The turmoil that rocked financial markets this week has done little to shake the optimism around global mining, if the signs of exuberance on display at one of the industry’s biggest gatherings in years are to be believed.
Thousands of people from all areas of the industry converged at the Prospectors & Developers Association of Canada gathering this week in Toronto, a global hub for mining capitalism, to strike deals, generate buzz and network after more than two years of pandemic restrictions put an end to most big industry gatherings.
“There was massive pent-up appetite for getting out in person and seeing people” and “phenomenal dialogue between various groups,” PDAC President Alex Christopher said in an interview during the last in-person day of the gathering. “I’m sure there is a lot of business going on right now.”
Even a stocks selloff that pushed US equity markets into bear territory and warnings of recession by market pundits did little to dampen the enthusiasm of those who make a living finding and extracting minerals from the ground.
“The vibe is exciting, especially in the battery metal space,” said Chris Gale, executive director of Perth, Australia-based Latin Resources Ltd., as he navigated through the crowds in downtown Toronto’s cavernous convention center, exchanging pleasantries with familiar faces along the way. “It’s great to have everyone in the same room and the same time.”
Gale said his team had 12 meetings in three days to get the work done surrounding the development of a lithium project in Brazil. The conference helped reaffirm the excitement around battery metals, he said, even after a market rout that has seen his company’s stock slump about 70% from an April peak.
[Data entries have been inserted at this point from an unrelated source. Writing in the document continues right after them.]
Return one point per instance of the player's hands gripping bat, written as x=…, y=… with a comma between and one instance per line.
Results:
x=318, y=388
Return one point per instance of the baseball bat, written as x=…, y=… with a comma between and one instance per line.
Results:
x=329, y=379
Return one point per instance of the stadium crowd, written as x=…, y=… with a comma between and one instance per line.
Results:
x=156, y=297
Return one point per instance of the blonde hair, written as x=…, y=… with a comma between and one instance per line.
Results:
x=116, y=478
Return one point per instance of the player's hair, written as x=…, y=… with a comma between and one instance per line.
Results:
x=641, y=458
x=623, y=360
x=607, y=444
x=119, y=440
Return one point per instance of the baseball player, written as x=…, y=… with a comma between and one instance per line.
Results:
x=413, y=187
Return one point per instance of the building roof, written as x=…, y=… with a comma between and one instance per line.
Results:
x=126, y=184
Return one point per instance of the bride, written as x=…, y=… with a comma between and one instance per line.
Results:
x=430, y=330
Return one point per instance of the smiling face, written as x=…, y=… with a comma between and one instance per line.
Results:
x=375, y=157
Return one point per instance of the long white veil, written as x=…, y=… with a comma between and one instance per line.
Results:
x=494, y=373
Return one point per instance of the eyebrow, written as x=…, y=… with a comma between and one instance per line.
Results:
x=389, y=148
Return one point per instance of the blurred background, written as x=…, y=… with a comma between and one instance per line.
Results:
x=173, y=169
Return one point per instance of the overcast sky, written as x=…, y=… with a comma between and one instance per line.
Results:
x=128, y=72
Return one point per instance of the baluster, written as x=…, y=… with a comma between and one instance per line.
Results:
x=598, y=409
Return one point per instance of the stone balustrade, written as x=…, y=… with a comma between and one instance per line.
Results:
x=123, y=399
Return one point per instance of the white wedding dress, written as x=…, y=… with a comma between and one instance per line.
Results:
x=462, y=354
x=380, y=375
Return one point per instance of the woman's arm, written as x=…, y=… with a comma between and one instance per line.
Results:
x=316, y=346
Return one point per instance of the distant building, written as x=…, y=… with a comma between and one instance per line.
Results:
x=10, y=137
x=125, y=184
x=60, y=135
Attendants of the annual PDAC event shared the collective realization that the world desperately needs more supplies of raw materials including those critical metals—lithium, nickel, cobalt and copper—needed for batteries, electric vehicles and cleaner technologies that are considered key in a global push to shift away from fossil fuel.
Miners, battery manufacturers and automakers are racing to control more supplies of such metals amid looming shortages and skyrocketing demand from EVs. BloombergNEF expects that all known global reserves of lithium, cobalt and nickel—along with a huge contribution from metals recycling—could be exhausted if the world wants to zero-out road transportation emissions by 2050.
“That’s the excitement at PDAC—the beginning of a massive bull run for metals and mining,” said Trevor Walker, chief executive officer of Fronter Lithium Inc., which has a project in northern Ontario.
Battery metals were one of the themes at the conference. In an impromptu poll among Canada’s top mining bankers during a panel discussion at one packed session, two said they expected lithium prices to outperform other commodities in the next year on the back of rising consumption and supply shortages. The bankers expected big money to come to the battery-metals sector as generalist investors, who have largely stayed on the sidelines, gain awareness of the supply constraints for the minerals needed for the energy transition.
The focus on such industrial metals took some of the shine off precious metals in a conference that tends to draw its fair share of gold bugs and bullion producers from around the world.
“There’s a little more enthusiasm around battery metals,” Alamos Gold Inc. CEO John A. McCluskey said in an interview from his company’s booth in the sprawling trade floor, which drew 864 exhibitors—a sellout—ranging from minerals explorers, service firms and consultants to countries and mining technology firms. “I don’t see the same amount of enthusiasm in gold and silver” due mainly to macro issues such as the strength of the dollar.
Still, the conference did draw the top executive of the world’s largest gold company, with Newmont Corp.’s CEO Tom Palmer doing a keynote speech to a crowded room on Tuesday. PDAC marked his third face-to-face industry conference this year.
“You can do so much on a video conference,” Palmer said in a Wednesday interview. “But the people-to-people interaction is still a very important part of influencing the culture and managing our business.”